Young people who used e-cigarettes are almost twice as likely to intend to smoke conventional cigarettes, a Centers for Disease Control (CDC) study published in Nicotine and Tobacco Research suggests.
In addition, more than a quarter of a million youth—263,000—who had never smoked a traditional cigarette said they used electronic cigarettes in 2013. The number is a 3-fold increase from the 79,000 recorded in 2011.
The survey data come from the National Youth Tobacco surveys of middle and high school students, conducted in 2011, 2012, and 2013.

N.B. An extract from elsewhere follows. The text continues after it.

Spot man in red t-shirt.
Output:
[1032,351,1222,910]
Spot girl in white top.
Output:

Approximately half of the participants—43.9%—who smoked e-cigarettes said they had intentions to smoke conventional cigarettes within the next year. Meanwhile, only 21.5% of participants who had not smoked e-cigarettes had the same intention.
“The increasing number of young people who use e-cigarettes should be a concern for parents and the public health community, especially since youth e-cigarette users were nearly twice as likely to have intentions to smoke conventional cigarettes compared with youth who had never tried e-cigarettes,” Rebecca Bunnell, ScD, associate director for science in CDC’s Office on Smoking and Health, and lead author of the study, said in a press release.
The report also analyzed the association between tobacco advertisements and smoking intentions in middle- and high-school students, as well as where they saw the ads: the Internet, in magazines or newspapers, in retail stores, and in television programs or movies. The findings were consistent with previous studies determining that those who were exposed to product ads were more likely to smoke.
Furthermore, researchers found a rate of intention to smoke cigarettes increased in participants who saw more ads. Only 13% of participants who reported no exposure to ads reported intentions to smoke, whereas 20.4% of participants exposed to ads from 1 or 2 sources and 25.6% of participants exposed to ads from 3 or 4 sources had the desire to smoke.
“We are very concerned about nicotine use among our youth, regardless of whether it comes from conventional cigarettes, e-cigarettes, or other tobacco products,” Tim McAfee, MD, director of CDC’s Office on Smoking and Health, said in a press release. “Not only is nicotine highly addictive, it can harm adolescent brain development.”